57. In the Court of Appeal decision of Gurcharn Singh T/A Kessar Singh V. Khudroad Rhan s/o Khudadad Construction Co. – HCCC NO. 1547 of 1969, Hancox J (as he then was) was of the view:-
“……….that the Advocate’s mistake (or that of his clerk) should not weigh unduly, and in my view that should be the correct approach to an Application of this nature. As I said in Eldoret HCCC No. 14 of 1980 – The Municipal Council of Eldoret V James Nyakeno, “the Court goes by the principle that such an ex-parte judgment having been entered neither upon merits of the case nor by consent of the parties is subject to the Court’s power of revocation at its discretion.” It is unfortunate that Advocates’ sins and omissions are sometimes visited on their clients who are left without the remedy they sought, but to sue the Advocate for professional negligence, but where a litigant shows that his default has been due to the party’s Advocate’s mistake in an Application of this nature, unless injustice would be occasioned to the other party the Court should consider the Applicant’s case with broad understanding.”

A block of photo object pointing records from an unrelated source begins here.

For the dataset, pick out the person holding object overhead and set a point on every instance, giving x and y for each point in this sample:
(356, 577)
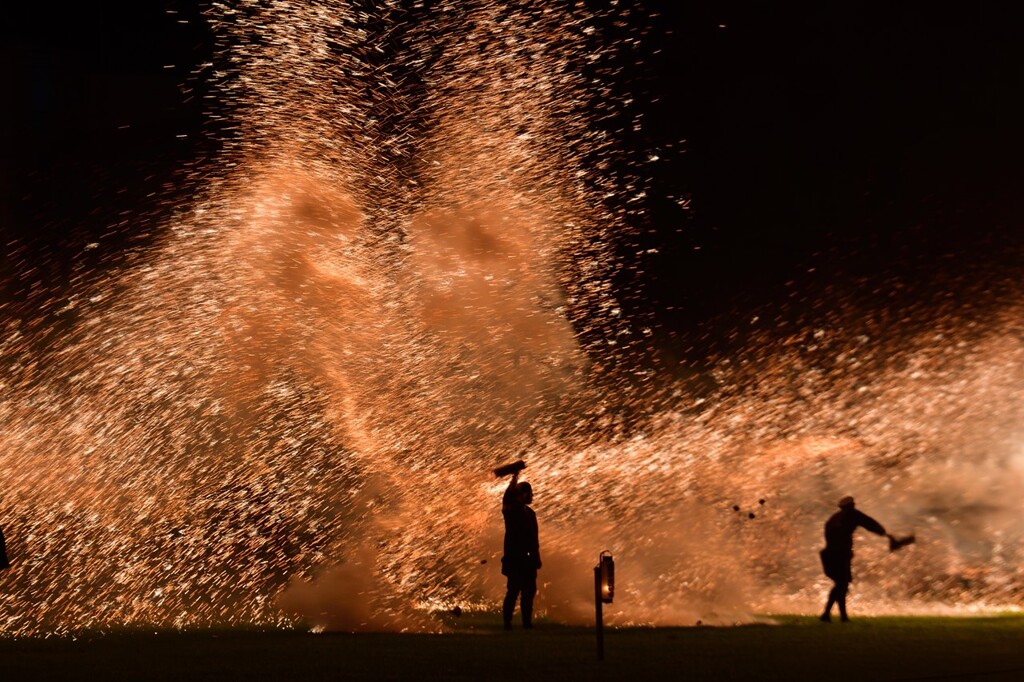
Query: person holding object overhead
(837, 557)
(521, 557)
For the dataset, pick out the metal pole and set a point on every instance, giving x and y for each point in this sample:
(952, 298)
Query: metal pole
(600, 612)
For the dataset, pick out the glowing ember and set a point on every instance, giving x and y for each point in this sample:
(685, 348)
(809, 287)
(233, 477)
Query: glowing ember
(289, 408)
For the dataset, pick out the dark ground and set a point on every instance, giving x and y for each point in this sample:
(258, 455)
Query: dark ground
(797, 648)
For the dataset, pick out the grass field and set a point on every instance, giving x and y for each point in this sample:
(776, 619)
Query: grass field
(794, 648)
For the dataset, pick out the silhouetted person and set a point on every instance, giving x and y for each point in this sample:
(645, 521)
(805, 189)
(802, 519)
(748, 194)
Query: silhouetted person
(3, 553)
(522, 551)
(837, 557)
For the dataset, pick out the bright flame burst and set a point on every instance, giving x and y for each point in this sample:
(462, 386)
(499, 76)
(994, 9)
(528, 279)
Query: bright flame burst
(286, 412)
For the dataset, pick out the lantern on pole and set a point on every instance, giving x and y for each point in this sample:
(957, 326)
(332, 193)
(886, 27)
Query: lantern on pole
(607, 566)
(604, 592)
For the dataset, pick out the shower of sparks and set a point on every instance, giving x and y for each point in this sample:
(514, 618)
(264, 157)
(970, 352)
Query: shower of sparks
(286, 411)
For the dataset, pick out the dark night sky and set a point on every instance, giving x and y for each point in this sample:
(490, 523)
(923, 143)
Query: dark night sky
(851, 140)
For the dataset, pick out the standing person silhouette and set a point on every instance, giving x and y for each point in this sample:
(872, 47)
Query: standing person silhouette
(837, 557)
(522, 551)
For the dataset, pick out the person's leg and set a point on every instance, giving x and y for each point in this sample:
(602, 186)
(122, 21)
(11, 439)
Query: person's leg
(841, 591)
(511, 594)
(826, 615)
(526, 604)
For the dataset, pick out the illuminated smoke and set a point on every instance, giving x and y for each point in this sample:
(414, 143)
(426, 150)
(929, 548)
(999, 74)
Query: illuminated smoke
(399, 276)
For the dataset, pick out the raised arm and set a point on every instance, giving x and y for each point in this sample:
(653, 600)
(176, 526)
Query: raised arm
(869, 524)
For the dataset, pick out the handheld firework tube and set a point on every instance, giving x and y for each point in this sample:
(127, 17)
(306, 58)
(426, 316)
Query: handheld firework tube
(898, 543)
(508, 469)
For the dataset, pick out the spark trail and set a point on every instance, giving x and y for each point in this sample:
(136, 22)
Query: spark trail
(399, 275)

58. In conclusion I find that setting aside of the ex parte judgment is a matter of the discretion of the Court whose main aim is doing justice between the parties as was held in the case of Esther Wamaitha Njihia & 2 others vs. Safaricom Ltd [2014] eKLR where the Court citing relevant cases on the issue held inter alia:-
‘‘The discretion is free and the main concern of the Courts is to do justice to the parties before it (seePatel vs E.A. Cargo Handling Services Ltd.) the discretion is intended to be exercised to avoid injustice or hardship resulting from accident, inadvertence or excusable mistake or error but is not designed to assist a person who deliberately sought, whether by evasion or otherwise, to obstruct or delay the cause of justice (seeShah vs. Mbogo). The nature of the action should be considered, the defence if any should also be considered; and so should the question as to whether the Plaintiff can reasonably be compensated by costs for any delay bearing in mind that to deny a litigant a hearing should be the last resort of a Court. (SeeSebei District Administration vs Gasyali.It also goes without saying that the reason for failure to attend should be considered."
59. Taking into account the circumstances of this case, and the balance of convenience, the Court finds no prejudice on the Plaintiff/Respondent that cannot be remedied with the compensation in costs.
60. Accordingly, I allow the Application dated the 29th August 2019. The 5th Defendant/Applicant shall have the costs of the Application
Dated and delivered at Nyeri this 8th day of May 2020.